Hinter uns wird die Tür aufgerissen.
»Die Zeit ist um«, blafft Bruno, und dann zerrt er mich aus der Zelle. Dieses Mal wehre ich mich nicht, als er mich wegführt. Ich zähle Stufen, Abzweigungen und Treppen und präge mir den Rückweg zu Bree ein.
»Ich habe sie gesehen«, erkläre ich der Gruppe, nachdem mich Bruno wieder an die Stange gefesselt und uns höhnisch grinsend schöne Träume gewünscht hat.
»Und?«, fragt Sammy aus dem Dunkel. »Was hat sie gesagt? Irgendwelche Ideen, wie wir hier herauskommen?«
Erst als er das sagt, wird mir klar, dass ich die Zeit mit Bree vergeudet habe. Statt zu versuchen, einen Plan auszuarbeiten, habe ich mich in diesen kostbaren fünf Minuten auf lauter falsche Dinge konzentriert. Aus diesem Grund werde ich niemals auch nur ein halb so guter Anführer werden wie mein Vater. Ich bin egoistisch, leichtsinnig und verantwortungslos. Ich bin der Lage nicht gewachsen.
Ich drehe mich auf die Seite, ohne Sammy zu antworten.
»Klar, lass dir Zeit, Gray. Ist ja nicht so, als würden wir hier gegen unseren Willen festgehalten.«
Kurz darauf schnarcht er, als wäre ein feindseliges Streitgespräch das beste Rezept für einen guten Schlaf.
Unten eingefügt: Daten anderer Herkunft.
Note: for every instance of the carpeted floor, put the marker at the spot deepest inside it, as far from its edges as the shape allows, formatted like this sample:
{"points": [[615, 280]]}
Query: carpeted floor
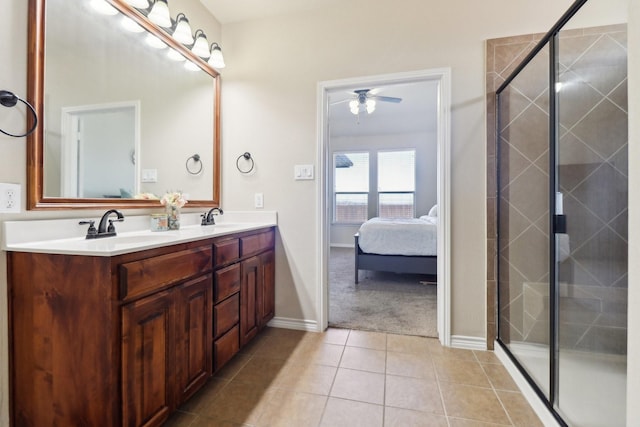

Und für ihn ist es das vielleicht sogar; er hat seine Meinung gesagt. Aber ich habe einen beunruhigenden Albtraum.
Der Himmel ist schwarz vor Krähen, die mit den Flügeln schlagen und die Sonne verdecken. Ein Rotschwanzbussard versucht, zwischen ihnen durchzufliegen, aber er kommt nicht gegen ihre Überzahl an. Tiefschwarze Schnäbel fahren herab, und dann ist da Blut. Überall. Der Himmel kräuselt sich, und plötzlich verwandelt er sich in die Oberfläche eines Sees, der dunkel unter einer Mondsichel liegt. In seiner Mitte schwimmt ein einzelner Seetaucher. Auch er blutet. Und er ruft; ein schmerzlicher, einsamer Gesang.
Wieder und wieder ruft er, aber sein Partner kommt nicht zu ihm.